The national oil company, PDVSA, had an enormous office building in Caracas, which had been occupied by an army of well paid junior executives, all of whom joined in the stoppage in 2002. Since the stoppage was not a legal strike in any way, they lost their jobs. The company found that they weren’t needed anyway and gave the building to the new Bolivarian University. This university is designed to open up opportunities for third level education and has very much a work-centred and community-centred approach. Over the decades, the state universities, like the schools, had become increasingly exclusive and inaccessible to students from a working class background. There is a continuing struggle within those universities for and against the Bolivarian process. In addition, there exist private colleges where the very rich send their children – these are totally anti-Chavez.

Another plank in Chavez’ platform is food security. Venezuela imports most of its food, while many large estates lie idle. A law was passed enabling the government to compulsorily purchase idle land and distribute it to peasants to work. In addition, many large landowners proved not to have title to the land that they occupied. This law was, and continues to be, furiously resisted by the land owners, as its implementation is demanded by the peasant organisations. Over a hundred peasant leaders have been murdered in the course of this struggle. In the border areas, Colombian paramilitaries have been involved. At present, in the western state of Zulia, the indigenous Yukpa people are involved in an intense struggle with landlords over their historic lands. In spite of the policy of the government on land distribution and on indigenous rights, the forces of the state have not moved to protect them, but even threaten them with eviction. On the other hand, there has developed a considerable solidarity movement with the Yukpa.

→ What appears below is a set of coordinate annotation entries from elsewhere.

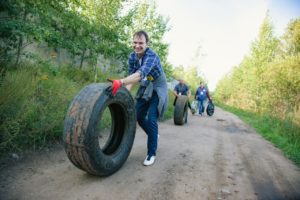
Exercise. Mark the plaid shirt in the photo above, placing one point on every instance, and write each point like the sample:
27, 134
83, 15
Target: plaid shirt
150, 65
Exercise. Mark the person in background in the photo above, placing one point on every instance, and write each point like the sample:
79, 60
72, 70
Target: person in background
182, 89
152, 96
201, 96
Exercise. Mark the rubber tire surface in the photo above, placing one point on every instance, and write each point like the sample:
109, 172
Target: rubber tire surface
210, 109
181, 110
80, 136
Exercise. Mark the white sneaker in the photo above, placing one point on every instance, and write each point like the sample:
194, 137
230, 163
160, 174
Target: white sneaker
149, 160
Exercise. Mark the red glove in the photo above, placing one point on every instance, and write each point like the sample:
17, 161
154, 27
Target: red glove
116, 84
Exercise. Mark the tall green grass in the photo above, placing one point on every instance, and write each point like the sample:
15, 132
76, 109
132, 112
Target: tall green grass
284, 134
35, 99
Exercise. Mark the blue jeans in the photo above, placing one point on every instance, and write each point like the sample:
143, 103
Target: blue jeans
201, 105
147, 115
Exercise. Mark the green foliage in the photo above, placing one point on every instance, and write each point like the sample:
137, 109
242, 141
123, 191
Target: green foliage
33, 107
34, 100
267, 81
283, 133
264, 90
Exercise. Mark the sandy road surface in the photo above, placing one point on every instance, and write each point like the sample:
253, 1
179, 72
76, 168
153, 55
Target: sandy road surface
215, 157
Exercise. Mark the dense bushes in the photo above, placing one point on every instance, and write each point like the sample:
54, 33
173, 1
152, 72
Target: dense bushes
34, 101
33, 104
268, 79
265, 88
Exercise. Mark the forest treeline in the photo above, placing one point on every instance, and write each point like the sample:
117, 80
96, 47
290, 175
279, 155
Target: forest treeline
35, 91
267, 81
264, 89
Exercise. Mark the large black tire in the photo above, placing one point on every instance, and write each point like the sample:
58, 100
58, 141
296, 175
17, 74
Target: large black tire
81, 137
181, 110
210, 108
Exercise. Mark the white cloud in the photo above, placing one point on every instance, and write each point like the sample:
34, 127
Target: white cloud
224, 29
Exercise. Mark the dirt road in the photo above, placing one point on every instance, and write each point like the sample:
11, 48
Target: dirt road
215, 157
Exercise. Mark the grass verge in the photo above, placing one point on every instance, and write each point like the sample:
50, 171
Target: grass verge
282, 133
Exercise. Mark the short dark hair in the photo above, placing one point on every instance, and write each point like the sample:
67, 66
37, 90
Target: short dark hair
140, 33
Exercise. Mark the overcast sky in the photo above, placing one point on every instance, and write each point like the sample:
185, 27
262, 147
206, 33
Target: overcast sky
215, 35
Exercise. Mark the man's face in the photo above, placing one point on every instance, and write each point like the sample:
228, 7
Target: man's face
139, 44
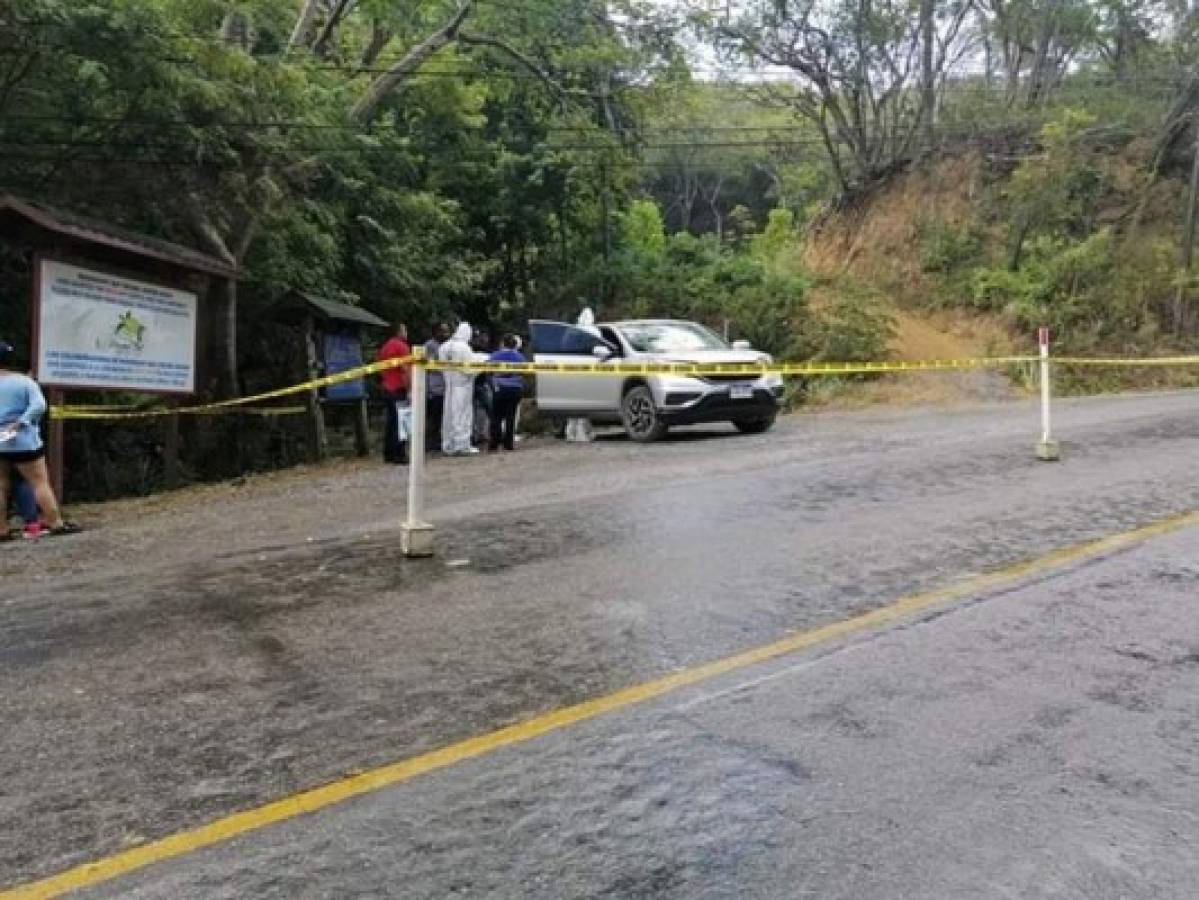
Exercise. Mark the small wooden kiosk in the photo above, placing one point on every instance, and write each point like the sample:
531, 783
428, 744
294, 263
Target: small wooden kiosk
114, 310
332, 343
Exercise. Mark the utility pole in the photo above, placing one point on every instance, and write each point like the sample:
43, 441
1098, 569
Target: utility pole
928, 88
1188, 236
606, 225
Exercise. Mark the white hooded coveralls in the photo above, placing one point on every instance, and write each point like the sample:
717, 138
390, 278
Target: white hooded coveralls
459, 410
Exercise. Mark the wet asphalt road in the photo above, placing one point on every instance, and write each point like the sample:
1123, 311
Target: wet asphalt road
1040, 743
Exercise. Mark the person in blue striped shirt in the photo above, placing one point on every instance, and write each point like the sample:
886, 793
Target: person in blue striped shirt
507, 390
22, 406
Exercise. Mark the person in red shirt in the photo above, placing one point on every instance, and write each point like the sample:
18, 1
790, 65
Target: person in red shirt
395, 392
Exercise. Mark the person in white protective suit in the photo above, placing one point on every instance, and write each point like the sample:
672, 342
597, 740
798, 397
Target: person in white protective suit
579, 430
459, 411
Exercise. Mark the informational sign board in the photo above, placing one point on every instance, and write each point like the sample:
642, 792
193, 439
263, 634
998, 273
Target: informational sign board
343, 350
102, 331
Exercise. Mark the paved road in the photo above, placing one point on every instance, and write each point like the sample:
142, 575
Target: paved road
1037, 743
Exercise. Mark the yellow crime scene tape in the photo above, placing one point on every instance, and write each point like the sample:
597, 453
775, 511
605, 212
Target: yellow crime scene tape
747, 369
600, 369
240, 404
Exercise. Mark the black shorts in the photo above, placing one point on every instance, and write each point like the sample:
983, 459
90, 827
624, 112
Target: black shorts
18, 457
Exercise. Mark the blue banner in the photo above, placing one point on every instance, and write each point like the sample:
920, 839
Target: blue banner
343, 350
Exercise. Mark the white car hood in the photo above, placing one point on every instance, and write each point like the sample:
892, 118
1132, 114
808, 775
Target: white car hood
719, 357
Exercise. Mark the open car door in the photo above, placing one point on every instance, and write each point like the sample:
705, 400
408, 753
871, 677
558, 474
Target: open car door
562, 393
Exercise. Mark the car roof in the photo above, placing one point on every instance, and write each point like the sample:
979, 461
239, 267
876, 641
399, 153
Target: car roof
650, 321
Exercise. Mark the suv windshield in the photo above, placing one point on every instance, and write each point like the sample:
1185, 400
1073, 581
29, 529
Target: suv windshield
670, 337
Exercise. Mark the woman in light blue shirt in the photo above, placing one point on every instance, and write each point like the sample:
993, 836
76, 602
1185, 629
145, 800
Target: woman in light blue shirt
22, 406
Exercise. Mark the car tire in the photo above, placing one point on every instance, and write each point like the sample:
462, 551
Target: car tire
755, 426
640, 416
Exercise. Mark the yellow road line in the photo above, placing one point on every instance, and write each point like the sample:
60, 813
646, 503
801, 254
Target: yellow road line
312, 801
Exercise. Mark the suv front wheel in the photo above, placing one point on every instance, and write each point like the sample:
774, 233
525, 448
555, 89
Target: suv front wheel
640, 416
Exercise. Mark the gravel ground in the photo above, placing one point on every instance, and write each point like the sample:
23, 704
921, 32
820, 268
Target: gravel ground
204, 652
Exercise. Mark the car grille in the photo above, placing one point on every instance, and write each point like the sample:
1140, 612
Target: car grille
727, 379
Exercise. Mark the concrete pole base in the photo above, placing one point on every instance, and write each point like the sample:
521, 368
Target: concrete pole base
416, 541
1048, 451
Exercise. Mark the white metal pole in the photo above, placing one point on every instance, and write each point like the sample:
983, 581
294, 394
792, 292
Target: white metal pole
416, 535
1047, 447
1044, 394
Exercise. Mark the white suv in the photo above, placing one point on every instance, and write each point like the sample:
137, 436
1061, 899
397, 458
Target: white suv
646, 405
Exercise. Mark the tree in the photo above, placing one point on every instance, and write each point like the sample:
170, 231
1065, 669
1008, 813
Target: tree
863, 71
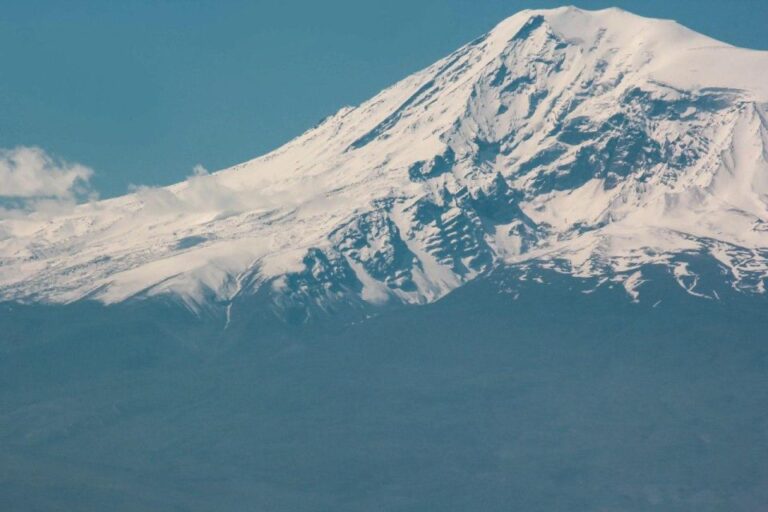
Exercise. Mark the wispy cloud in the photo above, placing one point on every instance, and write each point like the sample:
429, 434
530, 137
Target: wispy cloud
31, 173
32, 181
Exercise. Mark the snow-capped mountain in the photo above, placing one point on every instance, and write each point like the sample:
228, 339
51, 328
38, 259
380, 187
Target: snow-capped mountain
590, 143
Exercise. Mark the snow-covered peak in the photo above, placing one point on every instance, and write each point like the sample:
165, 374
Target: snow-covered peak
593, 143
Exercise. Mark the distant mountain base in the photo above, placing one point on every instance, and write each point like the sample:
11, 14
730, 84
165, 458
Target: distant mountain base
502, 396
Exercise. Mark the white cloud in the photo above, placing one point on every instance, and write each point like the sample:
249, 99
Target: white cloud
29, 173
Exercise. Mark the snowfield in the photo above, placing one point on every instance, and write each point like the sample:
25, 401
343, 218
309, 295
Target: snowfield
595, 143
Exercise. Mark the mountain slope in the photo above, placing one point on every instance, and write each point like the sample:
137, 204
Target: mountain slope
591, 143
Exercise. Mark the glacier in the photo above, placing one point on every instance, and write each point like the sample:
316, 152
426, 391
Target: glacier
576, 201
594, 143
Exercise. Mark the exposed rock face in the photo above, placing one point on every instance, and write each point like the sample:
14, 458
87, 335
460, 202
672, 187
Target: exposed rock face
593, 143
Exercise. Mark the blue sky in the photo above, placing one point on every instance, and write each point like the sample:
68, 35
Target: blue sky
142, 91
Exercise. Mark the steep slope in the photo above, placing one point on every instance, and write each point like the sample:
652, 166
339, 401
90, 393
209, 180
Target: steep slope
591, 143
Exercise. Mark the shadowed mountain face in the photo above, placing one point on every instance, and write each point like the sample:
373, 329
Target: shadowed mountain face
596, 143
536, 396
528, 277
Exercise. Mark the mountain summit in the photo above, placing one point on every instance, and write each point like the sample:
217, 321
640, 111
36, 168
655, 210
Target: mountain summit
595, 144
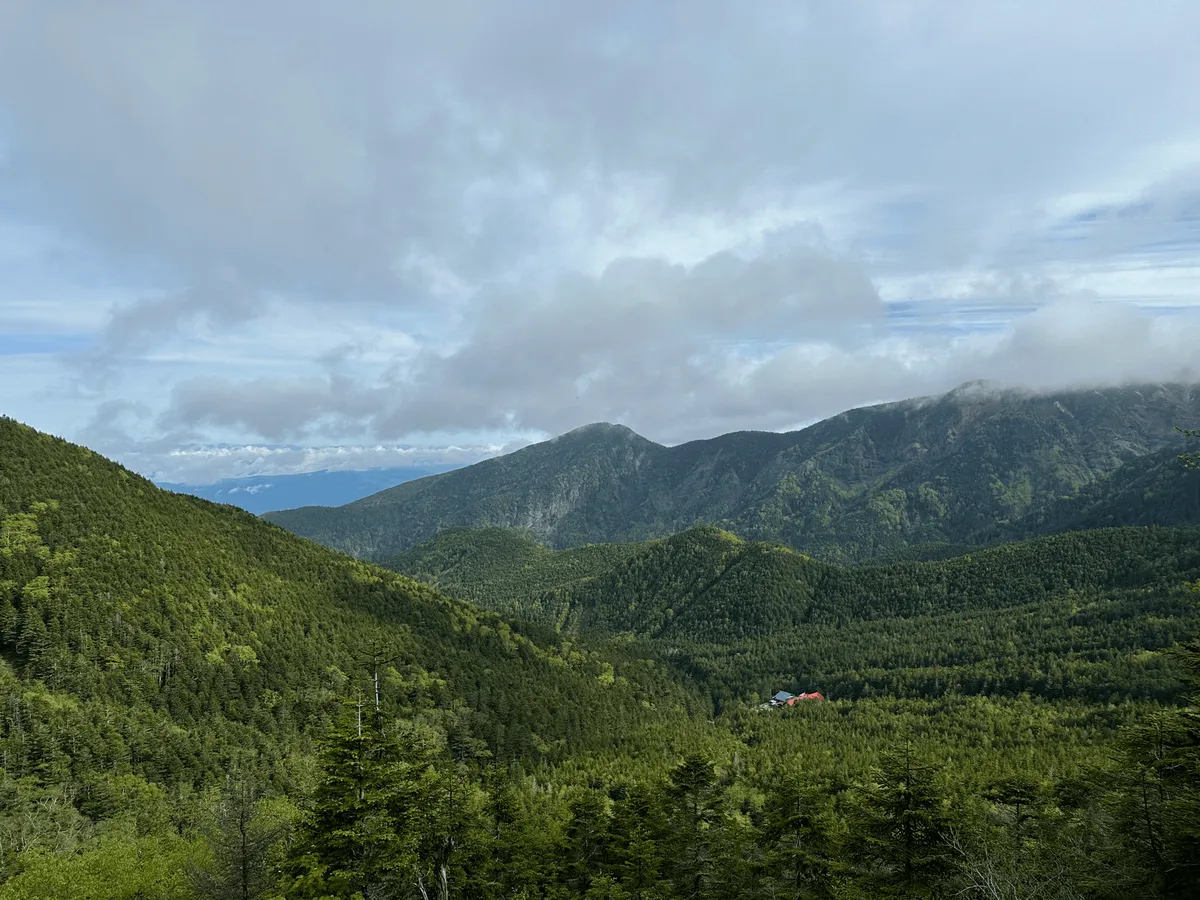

According to James Connolly, the struggle for Irish independence necessarily involved pursuing the aim of socialism. So in Venezuela, as the Bolivarian Revolution developed, it had to either come to a halt or take a socialist path. The Venezuelan elite has for long been aligned with the US, economically, politically, and culturally. It has long ago abandoned any thought of independent economic development. On the contrary, the policy was to privatise national assets. The phone company, the steel industry, and other state enterprises were sold off; and even the jewel in the crown, Petroleos de Venezuela (PDVSA), was being prepared for the market. So, the direction taken by Chavez’ government had them worried from the beginning. With the power of the press and television at their command and encouragement from the American and Spanish governments, they thought they could easily remove him with a coup d’état. The collapse of the coup and the subsequent attempt at economic sabotage had the effect of mobilising the people and sharpening the class struggle. While it did not start with explicitly socialist aims, the Bolivarian movement has now proclaimed the building of ‘Twenty-first Century Socialism’ as its aim. Not everyone in the movement is happy with this. Some government-supporting businessmen are doing very nicely and would like to put a brake on these developments.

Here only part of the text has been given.